Miguel Ángel Navarro, Morena governor in Nayarit, also petitioned the federal government for help, asking that it cover the salaries of health workers so the state can pay a 3.45-billion-peso debt owed to the Nayarit Autonomous University and 9 billion pesos in debts payable to the Mexican Social Security Institute, the federal tax agency SAT and the National Workers Housing Fund.

“Nayarit wants to wake up and get ahead,” he said after urging Morena party federal senators to “lend a hand.”

Navarro succeeded PAN governor Antonio Echeverría on September 19.

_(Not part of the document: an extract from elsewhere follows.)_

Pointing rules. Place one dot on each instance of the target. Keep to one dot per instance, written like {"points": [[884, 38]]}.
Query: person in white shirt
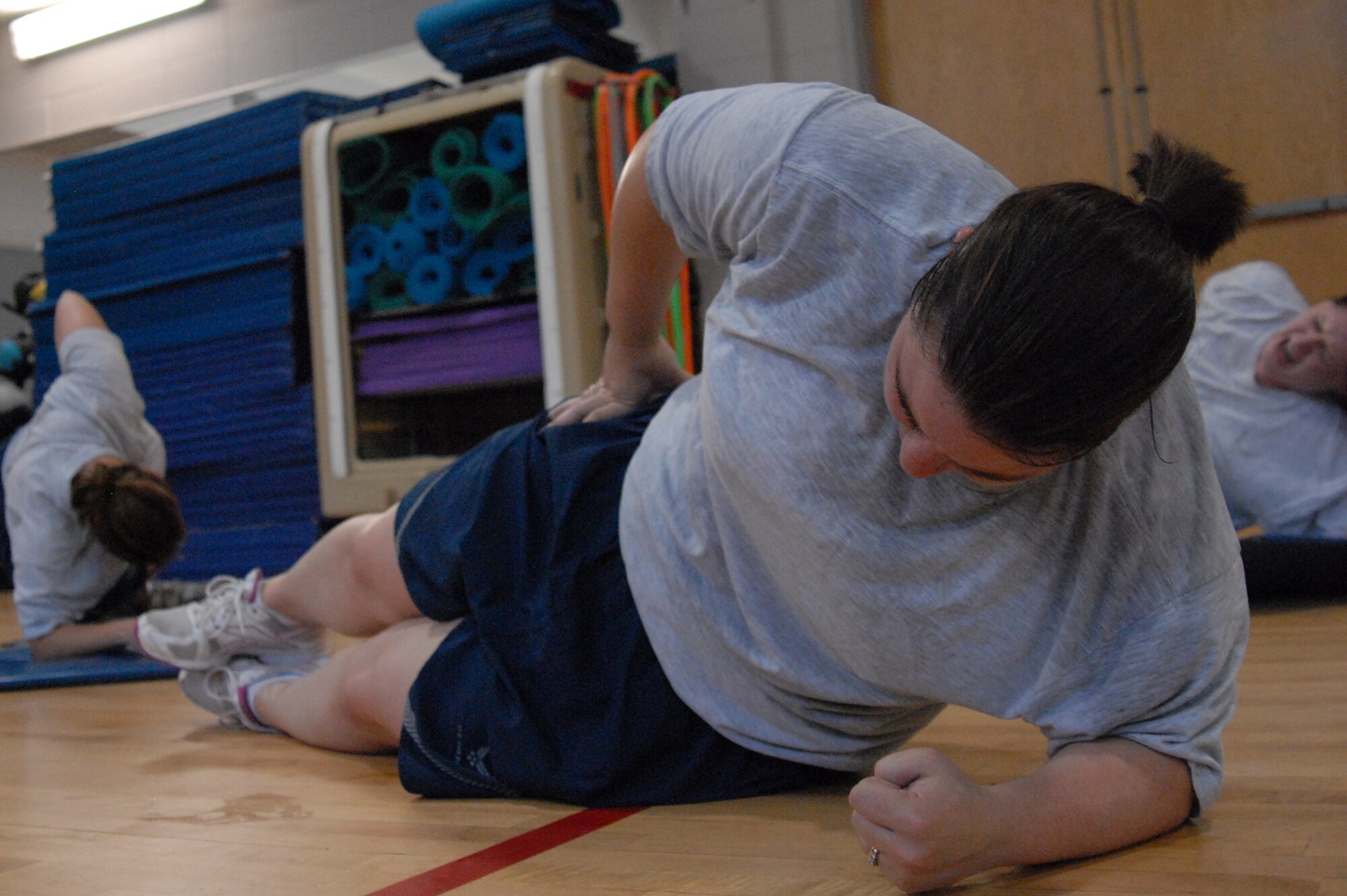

Nayarit's new governor, Miguel Ángel Navarro, had to ask the federal government for help to cover health worker's salaries at the start of his term in office.
Nayarit’s new governor, Miguel Ángel Navarro, asked the federal government for help covering health worker’s salaries shortly after he took office.

In Sonora, Morena Governor Alfonso Durazo said he inherited a 23-billion-peso (US $1.1 billion) debt from his PRI predecessor, Claudia Pavlovich, while Layda Sansores, who took the top job in Campeche for Morena two weeks ago, said she was left with a 700-million-peso tax debt.

Carlos Aysa González preceded Sansores as governor of Campeche after replacing Alejandro Moreno, national president of the PRI, in mid-2019.

In San Luis Potosí, Green party Governor Ricardo Gallardo said he received a 16-billion-peso debt from the PRI’s Juan Manuel Carreras. “They said our state debt was 4.7 billion pesos but that was just the tip [of the iceberg],” he said.

The inheritance of difficult financial situations is not limited to new governors. Abelina López Rodríguez, who becomes mayor of Acapulco on Thursday, will inherit a “financial crisis” from Adela Román Ocampo, Reforma reported.

One challenge López will face is finding 203 million pesos needed to pay salaries and benefits to municipal employees. The incoming mayor said Wednesday that officials in Román’s government failed to tell her the whereabouts of the money.

Both López and Román won power in the resort city as representatives of the Morena party, founded by President López Obrador.